In this script, the previously ditch/stream classified vector line geometries are rasterized and compared (summed) to a raster mask

In [None]:
import numpy as np
import geopandas as gpd
import pandas as pd
import dask_geopandas as dask_gpd

# Ditch/Stream split
The dataset was first split into ditch and stream like features with threshold value 0.5 predicted_class. In this combined raster, ditch like features are emphasized. If both rasters have data (not equal to 0), “ditch_50m@1” raster values are used. 

Other option is to use a custom filter for the split. In this split, additional parameters were used in addition to the predicted_class as it seemed to overestimate the number of natural streams. Use the predicted_class if identification of streams is of high importance as this custom filter might see some natural streams as ditches.
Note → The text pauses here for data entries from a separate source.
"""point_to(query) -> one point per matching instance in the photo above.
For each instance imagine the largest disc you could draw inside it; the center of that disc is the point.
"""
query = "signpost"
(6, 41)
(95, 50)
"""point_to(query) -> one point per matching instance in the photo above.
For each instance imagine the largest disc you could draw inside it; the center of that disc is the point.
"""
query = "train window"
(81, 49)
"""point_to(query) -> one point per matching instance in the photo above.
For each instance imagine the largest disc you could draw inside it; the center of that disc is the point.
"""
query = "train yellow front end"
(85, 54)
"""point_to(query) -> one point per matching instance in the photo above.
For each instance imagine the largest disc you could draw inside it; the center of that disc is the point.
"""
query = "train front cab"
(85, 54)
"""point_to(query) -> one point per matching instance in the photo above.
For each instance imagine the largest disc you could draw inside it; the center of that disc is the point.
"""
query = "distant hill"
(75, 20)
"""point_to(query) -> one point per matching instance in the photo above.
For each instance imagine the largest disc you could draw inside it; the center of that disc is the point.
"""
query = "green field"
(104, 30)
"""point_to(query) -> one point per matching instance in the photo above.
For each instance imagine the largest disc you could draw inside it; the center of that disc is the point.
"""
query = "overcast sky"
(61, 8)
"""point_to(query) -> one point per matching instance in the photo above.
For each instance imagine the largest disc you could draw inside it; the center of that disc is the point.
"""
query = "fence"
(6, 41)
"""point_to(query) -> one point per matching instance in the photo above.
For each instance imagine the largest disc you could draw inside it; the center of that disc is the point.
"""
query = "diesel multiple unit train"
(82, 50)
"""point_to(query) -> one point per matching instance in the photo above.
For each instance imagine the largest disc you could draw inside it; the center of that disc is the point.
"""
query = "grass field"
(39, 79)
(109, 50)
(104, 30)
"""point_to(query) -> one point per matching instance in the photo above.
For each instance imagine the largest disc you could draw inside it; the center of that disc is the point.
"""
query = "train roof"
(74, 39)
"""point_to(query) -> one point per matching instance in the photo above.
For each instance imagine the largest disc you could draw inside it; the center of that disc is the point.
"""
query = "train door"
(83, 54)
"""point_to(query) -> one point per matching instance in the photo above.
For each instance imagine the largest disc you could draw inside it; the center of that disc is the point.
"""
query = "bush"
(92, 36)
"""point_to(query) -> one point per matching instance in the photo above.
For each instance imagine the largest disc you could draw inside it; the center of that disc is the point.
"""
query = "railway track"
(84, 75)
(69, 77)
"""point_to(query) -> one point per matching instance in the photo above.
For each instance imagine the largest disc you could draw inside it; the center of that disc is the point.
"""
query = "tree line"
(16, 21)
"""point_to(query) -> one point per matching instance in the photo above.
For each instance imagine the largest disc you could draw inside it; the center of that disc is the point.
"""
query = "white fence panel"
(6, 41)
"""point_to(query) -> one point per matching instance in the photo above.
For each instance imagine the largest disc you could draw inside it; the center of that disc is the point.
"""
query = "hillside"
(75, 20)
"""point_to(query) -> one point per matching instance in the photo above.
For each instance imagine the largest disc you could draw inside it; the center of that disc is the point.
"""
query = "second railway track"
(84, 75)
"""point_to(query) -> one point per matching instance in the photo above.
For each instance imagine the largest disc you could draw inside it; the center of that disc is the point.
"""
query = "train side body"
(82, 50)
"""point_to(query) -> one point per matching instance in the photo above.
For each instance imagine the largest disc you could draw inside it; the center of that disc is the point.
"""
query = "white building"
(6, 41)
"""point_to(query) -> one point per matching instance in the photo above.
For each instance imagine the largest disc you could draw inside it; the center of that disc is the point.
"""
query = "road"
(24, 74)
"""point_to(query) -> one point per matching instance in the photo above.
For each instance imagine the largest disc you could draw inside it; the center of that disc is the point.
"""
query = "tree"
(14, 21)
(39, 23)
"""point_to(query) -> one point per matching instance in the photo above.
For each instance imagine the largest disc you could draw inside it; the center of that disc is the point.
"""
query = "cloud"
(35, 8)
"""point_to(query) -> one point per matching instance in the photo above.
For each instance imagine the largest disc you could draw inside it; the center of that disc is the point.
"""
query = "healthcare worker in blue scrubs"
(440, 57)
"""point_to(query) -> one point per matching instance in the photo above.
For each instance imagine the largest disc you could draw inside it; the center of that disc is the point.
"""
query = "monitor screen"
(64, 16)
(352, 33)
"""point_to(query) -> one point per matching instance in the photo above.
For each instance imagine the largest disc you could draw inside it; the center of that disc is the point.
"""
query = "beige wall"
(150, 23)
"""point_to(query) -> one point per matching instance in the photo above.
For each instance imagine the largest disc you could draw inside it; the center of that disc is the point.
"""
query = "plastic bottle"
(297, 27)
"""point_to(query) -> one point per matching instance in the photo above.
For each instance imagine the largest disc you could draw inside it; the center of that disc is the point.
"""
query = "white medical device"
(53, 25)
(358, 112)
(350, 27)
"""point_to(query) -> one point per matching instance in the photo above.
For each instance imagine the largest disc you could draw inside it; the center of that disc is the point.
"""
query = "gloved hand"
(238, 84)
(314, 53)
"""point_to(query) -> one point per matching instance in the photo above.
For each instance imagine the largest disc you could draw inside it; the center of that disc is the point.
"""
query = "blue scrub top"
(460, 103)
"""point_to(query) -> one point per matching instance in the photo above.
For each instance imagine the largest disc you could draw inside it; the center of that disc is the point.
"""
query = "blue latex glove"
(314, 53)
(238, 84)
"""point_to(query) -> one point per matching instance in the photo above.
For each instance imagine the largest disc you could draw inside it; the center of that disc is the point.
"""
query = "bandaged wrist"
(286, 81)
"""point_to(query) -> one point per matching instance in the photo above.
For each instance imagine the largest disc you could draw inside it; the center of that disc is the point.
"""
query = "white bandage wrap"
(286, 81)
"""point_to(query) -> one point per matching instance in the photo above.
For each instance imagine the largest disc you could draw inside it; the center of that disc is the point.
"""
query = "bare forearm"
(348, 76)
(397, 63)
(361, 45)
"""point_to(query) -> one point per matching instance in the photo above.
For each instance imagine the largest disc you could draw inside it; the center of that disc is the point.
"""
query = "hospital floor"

Lapland is an exception as there is a minimum amount of ditched areas.

In [None]:
#using predicted_class

filename = r"Path\ClassifiedStreams.parquet"
ddf = dask_gpd.read_parquet(filename, npartitions=2)
df = ddf.compute()
print(len(df))

ditch = df.predicted_class_mean <= 0.5
stream = df.predicted_class_mean > 0.5

df[ditch].to_parquet(r"Path\ditch.parquet")
print(len(df[ditch]))
df[stream].to_parquet(r"Path\stream.parquet")
print(len(df[stream]))

18775792
16518532
2257260


In [None]:
#using custom filter

filename = r"Path\ClassifiedStreams.parquet"
ddf = dask_gpd.read_parquet(filename, npartitions=2)
df = ddf.compute()
print(len(df))

stream = df[
    (df['num_vertices'] > 6) &
    (df['sinuosity'] > 1.02) &
    (df['mean_distance_seq'] < 10) &
    ((df['StreamProbRF'] > 0.6) | (df['StreamProbNN'] > 0.6))
]

stream.to_parquet(r"Path\stream.parquet")
print(len(stream))
      
ditch = df[
    ~(
        (df['num_vertices'] > 6) &
        (df['sinuosity'] > 1.02) &
        (df['mean_distance_seq'] < 10) &
        ((df['StreamProbRF'] > 0.6) | (df['StreamProbNN'] > 0.6))
    )
]

ditch.to_parquet(r"Path\ditch.parquet")
print(len(ditch))

18775792
344469
18431323


# Buffer

In [None]:
#if you have a big dataset not fitting into memory, run in parts
#run for both ditch and stream and comment the other option out
filename = r"Path\ditch.parquet"
filename = r"Path\stream.parquet"
ddf = dask_gpd.read_parquet(filename, npartitions=8)
ddf = ddf.repartition(npartitions=8)

npartition=8
for n in range(npartition):
    # Get the 0th partition
    partition = ddf.get_partition(n)
    # Perform the buffer operation
    buffer_distance = 50  # Buffer distance
    partition['geometry'] = partition['geometry'].buffer(buffer_distance)
    # Write the result to disk to free up memory
    df = partition.compute()
    out = rf"Path\ditch_buff50m.parquet{n}.parquet"
    out = rf"Path\stream_buff50m.parquet{n}.parquet"
    print(n, len(df))
    df.to_parquet(out)

#spectate layers in qgis and merge them there
do for both ditch and stream
processing.run("native:mergevectorlayers", {'LAYERS':['Path/stream_buff50m.parquet0.parquet|layername=stream_buff50m.parquet0','Path/stream_buff50m.parquet1.parquet|layername=stream_buff50m.parquet1','Path/stream_buff50m.parquet2.parquet|layername=stream_buff50m.parquet2','Path/stream_buff50m.parquet3.parquet|layername=stream_buff50m.parquet3','Path/stream_buff50m.parquet4.parquet|layername=stream_buff50m.parquet4','Path/stream_buff50m.parquet5.parquet|layername=stream_buff50m.parquet5','Path/stream_buff50m.parquet6.parquet|layername=stream_buff50m.parquet6','Path/stream_buff50m.parquet7.parquet|layername=stream_buff50m.parquet7'],'CRS':QgsCoordinateReferenceSystem('EPSG:3067'),'OUTPUT':'Path/stream_buff50m_all.parquet'})

# Rasterize
-with mask properties (resolution, extent, crs...)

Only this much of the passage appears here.